Au sommaire de cette émission, un itinéraire biographique, celui de Primo Levi, à l’occasion de la parution aux éditions Fayard de Primo Lévi, le passage d’un témoin, de Philippe Mesnard, professeur des Universités en littérature générale et comparée à l’Université Blaise-Pascal de Clermont-Ferrand et directeur dela Fondation Auschwitz de Bruxelles...

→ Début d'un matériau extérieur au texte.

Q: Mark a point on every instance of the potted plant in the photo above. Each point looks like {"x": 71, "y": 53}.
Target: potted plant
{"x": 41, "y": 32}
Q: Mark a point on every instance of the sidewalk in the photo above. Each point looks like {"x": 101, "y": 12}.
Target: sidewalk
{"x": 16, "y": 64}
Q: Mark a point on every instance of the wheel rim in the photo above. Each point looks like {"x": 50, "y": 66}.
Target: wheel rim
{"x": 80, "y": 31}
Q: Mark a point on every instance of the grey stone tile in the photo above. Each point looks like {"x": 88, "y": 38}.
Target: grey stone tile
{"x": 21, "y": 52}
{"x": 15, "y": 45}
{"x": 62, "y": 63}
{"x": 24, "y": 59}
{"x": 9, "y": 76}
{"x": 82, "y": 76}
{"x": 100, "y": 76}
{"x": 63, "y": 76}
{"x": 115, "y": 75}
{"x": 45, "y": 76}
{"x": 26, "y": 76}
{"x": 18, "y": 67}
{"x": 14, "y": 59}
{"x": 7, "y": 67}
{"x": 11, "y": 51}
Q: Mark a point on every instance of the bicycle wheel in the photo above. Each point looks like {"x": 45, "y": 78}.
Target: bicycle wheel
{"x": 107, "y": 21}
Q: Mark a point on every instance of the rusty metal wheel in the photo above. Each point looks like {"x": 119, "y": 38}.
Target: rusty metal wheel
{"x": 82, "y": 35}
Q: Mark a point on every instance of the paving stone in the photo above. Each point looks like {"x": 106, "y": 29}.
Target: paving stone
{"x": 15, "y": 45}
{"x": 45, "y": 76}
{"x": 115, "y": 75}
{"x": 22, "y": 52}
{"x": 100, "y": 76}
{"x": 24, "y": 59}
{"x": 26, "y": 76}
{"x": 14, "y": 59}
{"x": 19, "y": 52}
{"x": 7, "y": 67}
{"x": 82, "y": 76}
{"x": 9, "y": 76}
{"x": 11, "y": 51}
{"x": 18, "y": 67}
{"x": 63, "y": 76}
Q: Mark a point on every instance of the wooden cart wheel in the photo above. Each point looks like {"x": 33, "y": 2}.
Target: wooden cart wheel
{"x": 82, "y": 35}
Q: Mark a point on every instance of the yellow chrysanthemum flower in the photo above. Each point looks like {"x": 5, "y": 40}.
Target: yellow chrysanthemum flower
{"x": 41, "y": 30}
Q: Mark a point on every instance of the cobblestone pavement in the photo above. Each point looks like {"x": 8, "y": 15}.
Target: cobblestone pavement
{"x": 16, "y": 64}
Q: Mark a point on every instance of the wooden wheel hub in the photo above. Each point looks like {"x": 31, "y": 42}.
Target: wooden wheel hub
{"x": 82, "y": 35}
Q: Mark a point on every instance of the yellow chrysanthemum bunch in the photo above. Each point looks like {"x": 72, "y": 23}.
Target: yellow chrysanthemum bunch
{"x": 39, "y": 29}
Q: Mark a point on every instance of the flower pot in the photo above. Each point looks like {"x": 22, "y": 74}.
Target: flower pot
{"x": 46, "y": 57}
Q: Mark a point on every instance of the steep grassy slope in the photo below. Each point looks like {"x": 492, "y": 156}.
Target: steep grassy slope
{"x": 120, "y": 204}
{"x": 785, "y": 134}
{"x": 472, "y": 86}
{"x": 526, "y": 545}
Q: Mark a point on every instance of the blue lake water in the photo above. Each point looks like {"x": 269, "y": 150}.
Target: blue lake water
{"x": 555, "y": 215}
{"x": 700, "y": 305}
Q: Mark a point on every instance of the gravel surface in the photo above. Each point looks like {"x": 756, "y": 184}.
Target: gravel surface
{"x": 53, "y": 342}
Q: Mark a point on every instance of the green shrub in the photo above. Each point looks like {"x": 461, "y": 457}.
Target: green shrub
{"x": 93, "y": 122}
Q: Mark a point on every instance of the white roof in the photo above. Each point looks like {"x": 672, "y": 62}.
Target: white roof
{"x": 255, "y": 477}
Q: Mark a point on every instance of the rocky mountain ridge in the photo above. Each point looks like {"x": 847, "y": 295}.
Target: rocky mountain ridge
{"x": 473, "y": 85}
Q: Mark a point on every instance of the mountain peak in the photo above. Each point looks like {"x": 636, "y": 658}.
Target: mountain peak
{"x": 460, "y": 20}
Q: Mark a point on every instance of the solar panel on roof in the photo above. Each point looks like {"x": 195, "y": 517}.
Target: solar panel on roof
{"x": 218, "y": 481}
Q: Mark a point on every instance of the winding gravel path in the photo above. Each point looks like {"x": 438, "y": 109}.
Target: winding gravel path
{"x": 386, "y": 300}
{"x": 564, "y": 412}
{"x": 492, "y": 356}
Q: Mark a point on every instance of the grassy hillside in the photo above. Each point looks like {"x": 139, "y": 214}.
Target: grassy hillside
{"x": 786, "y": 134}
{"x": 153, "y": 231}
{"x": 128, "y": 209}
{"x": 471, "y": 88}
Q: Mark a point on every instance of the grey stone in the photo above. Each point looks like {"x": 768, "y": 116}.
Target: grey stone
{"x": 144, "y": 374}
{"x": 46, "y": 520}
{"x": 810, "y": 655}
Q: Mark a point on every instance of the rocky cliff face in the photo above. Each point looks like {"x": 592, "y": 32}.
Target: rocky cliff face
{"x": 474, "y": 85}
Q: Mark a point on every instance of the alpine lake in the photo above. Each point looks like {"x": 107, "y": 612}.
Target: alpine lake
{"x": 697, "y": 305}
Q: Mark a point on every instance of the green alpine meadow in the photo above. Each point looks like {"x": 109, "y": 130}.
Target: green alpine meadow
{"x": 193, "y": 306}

Philippe Mesnard retrace le parcours d’un homme qui a grandi auprès de parents distants, à l’ombre du fascisme mussolinien, celui d’un jeune homme brillant qui se destinait à la chimie, celui d’un homme qui a connu l’antisémitisme et les camps nazis, et celui d’un écrivain qui signe un témoignage qui fera date, Si c’est un homme. Mais ce parcours est aussi celui d’un homme inquiet, désormais tiraillé pour toujours entre son rêve d’écriture, son devoir de témoin, ses souvenirs envahissants et sa vie de famille étouffante, autant de failles qui peuvent expliquer le fait que Primo Levi se suicide en 1987, à l’âge de 68 ans.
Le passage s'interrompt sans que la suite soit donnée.